To illustrate formulas, I jumped to mi estimate in the [MI] manual. I can jump anywhere because I have all 21 manuals—all 11,000-plus pages—installed on my iPad.

You can have them installed on your iPad, too.

Here’s how.

Step 1. Install GoodReader on your iPad

You must purchase GoodReader 4 from the App Store. No other PDF reader will do. What makes GoodReader a good reader for the Stata manuals is that it can handle links across manuals. As of this date, only GoodReader will do this.

Step 2. Copy the manuals

We are going to copy the manuals from your computer to your iPad. You need a computer containing Stata. This does not have to be the same computer to which you sync your iPad.

Before we do that, however, let’s verify your Stata is up to date. We want to copy the the latest version of the manuals, and StataCorp sometimes updates them. Launch Stata and type update query. Follow update‘s instructions if there’s an update. Updates are free.

We are ready to copy. There are two ways you can copy the manuals. You can physically copy them using iTunes by plugging your iPad into your computer, or you can use GoodReader to wirelessly copy them. We recommend using iTunes because the other method requires file sharing be enabled on the computer and setting that up can be difficult.

 

Option 1 (recommended): Copy the manuals using iTunes

 
Copying the manuals with iTunes is simple and is the method we recommend.

  1. Plug your iPad into the computer that has Stata on it and unlock the iPad if necessary. If you don’t use this computer to sync your iPad, the iPad will ask whether you “Trust this Computer?”. Tap Trust.
  2. Launch iTunes if it hasn’t already launched itself.
  3. The remaining steps you perform on your computer, in iTunes:
    1. Select your iPad from the upper-right corner of the iTunes window.

      ipad_button_small

    2. Click the Apps tab at the top of the iTune’s window. Do not backup or restore your iPad.
    3. Use the mouse to put the cursor on white space in the iTunes window, so that the entire window scrolls. Scroll to the bottom until you see the heading File Sharing and the lists below it.
    4. Select GoodReader—it’s in the Apps list on the left. The list on the right will become GoodReader Documents.

      apps_tab_small

    5. Click the Add… button under GoodReader Documents. A file dialog will appear.
    6. In the file dialog, navigate to the Stata folder and open it so that you see its contents. The Stata folder is located in C:\Program Files\Stata13 in 32-bit Windows, C:\Program Files (x86)\Stata13 in 64-bit Windows, and /Applications/Stata on the Mac.
    7. Select the docs folder then click the Add button.

Once the docs folder appears in GoodReader Documents list, you’re done! Unplug your iPad from the computer. If it makes you feel better, you can eject your iPad first.
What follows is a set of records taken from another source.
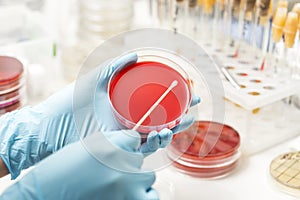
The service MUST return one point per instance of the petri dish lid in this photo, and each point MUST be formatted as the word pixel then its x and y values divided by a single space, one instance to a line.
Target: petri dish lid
pixel 285 172
pixel 11 69
pixel 136 88
pixel 12 86
pixel 206 141
pixel 12 97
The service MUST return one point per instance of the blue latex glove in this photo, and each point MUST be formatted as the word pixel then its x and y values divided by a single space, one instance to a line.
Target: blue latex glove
pixel 73 173
pixel 32 133
pixel 155 140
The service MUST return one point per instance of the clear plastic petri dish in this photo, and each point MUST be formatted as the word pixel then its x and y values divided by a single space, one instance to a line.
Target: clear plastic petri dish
pixel 206 150
pixel 12 97
pixel 135 89
pixel 11 69
pixel 12 84
pixel 285 173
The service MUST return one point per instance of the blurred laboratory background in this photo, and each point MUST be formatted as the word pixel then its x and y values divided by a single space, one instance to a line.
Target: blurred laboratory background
pixel 254 43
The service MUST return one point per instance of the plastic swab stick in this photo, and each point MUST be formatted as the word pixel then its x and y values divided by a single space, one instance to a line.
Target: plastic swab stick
pixel 172 85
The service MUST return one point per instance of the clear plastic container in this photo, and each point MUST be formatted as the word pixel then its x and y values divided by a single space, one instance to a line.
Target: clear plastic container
pixel 206 150
pixel 134 89
pixel 103 19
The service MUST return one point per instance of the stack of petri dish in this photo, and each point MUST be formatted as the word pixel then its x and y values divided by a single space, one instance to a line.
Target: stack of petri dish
pixel 206 150
pixel 12 81
pixel 100 19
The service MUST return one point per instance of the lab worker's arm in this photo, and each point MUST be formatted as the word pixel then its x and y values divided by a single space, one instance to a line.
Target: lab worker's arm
pixel 3 169
pixel 101 167
pixel 33 133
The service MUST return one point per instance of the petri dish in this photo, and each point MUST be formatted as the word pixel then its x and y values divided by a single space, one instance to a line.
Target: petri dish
pixel 134 89
pixel 285 172
pixel 12 81
pixel 207 150
pixel 11 69
pixel 11 107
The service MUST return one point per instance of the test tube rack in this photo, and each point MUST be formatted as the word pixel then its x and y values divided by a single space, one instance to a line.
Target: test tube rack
pixel 260 109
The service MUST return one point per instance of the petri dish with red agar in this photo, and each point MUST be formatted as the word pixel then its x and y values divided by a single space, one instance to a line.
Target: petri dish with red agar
pixel 156 78
pixel 207 150
pixel 12 89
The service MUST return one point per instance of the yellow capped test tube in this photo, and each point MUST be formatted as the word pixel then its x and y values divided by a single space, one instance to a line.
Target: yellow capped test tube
pixel 278 24
pixel 296 9
pixel 290 29
pixel 281 4
pixel 208 6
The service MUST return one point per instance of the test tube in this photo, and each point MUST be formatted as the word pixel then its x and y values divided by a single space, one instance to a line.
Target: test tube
pixel 277 31
pixel 296 72
pixel 262 9
pixel 246 17
pixel 217 25
pixel 206 19
pixel 180 16
pixel 290 31
pixel 164 13
pixel 231 8
pixel 192 17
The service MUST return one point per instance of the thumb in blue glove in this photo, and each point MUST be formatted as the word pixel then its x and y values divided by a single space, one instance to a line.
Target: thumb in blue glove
pixel 104 171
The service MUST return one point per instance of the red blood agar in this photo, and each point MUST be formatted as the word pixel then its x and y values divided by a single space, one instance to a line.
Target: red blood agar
pixel 136 88
pixel 221 155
Skip to Viewing the manuals below.

 

Option 2: Copy the manuals wirelessly

 

GoodReader can copy the manuals wirelessly from your computer and, even better, keep the copied manuals in sync with the manuals on the computer. However, file sharing must be enabled on your computer and setting that up can be difficult. So we’ll just assume that file sharing is working and, if you have trouble using file sharing, copy the manuals using iTunes as covered above.

  1. Launch GoodReader.
  2. Tap the Connect icon in the upper right corner of the screen.

    connect_button

  3. Tap the Add button next to the Connect to Servers label.

    connect_button

  4. A list of possible connection types will appear. If you’re using Windows, select SMB Server. If you’re using a Mac, select AFP Server.
  5. Enter the login information for the server then tap the Add button.
  6. Tap the server you just added from the Known Servers list. A file dialog will appear.
  7. Navigate to the Stata folder using the file navigator. The Stata folder is located in C:\Program Files\Stata13 in 32-bit Windows, C:\Program Files (x86)\Stata13 in 64-bit Windows, and /Applications/Stata on the Mac. To open a folder, tap the arrow next to the folder name.
  8. In the Stata folder, select the docs folder.
  9. If you wish for GoodReader to keep the manuals on your iPad in sync with manuals on your computer, tap the Sync button. If you wish to just copy the manuals to your iPad, tap the Download button.
  10. Another file navigator appears to allow you to choose where the manuals will be saved. If you want to have the manuals on your iPad automatically synced with your computer, tap the Download here & synchronize button. If you just want the manuals copied over to your iPad, tap the Download folder here button.
  11. If you tapped Download here & synchronize, another popup window will appear allowing you to modify the sync options. Just tap the Sync button to start the sync.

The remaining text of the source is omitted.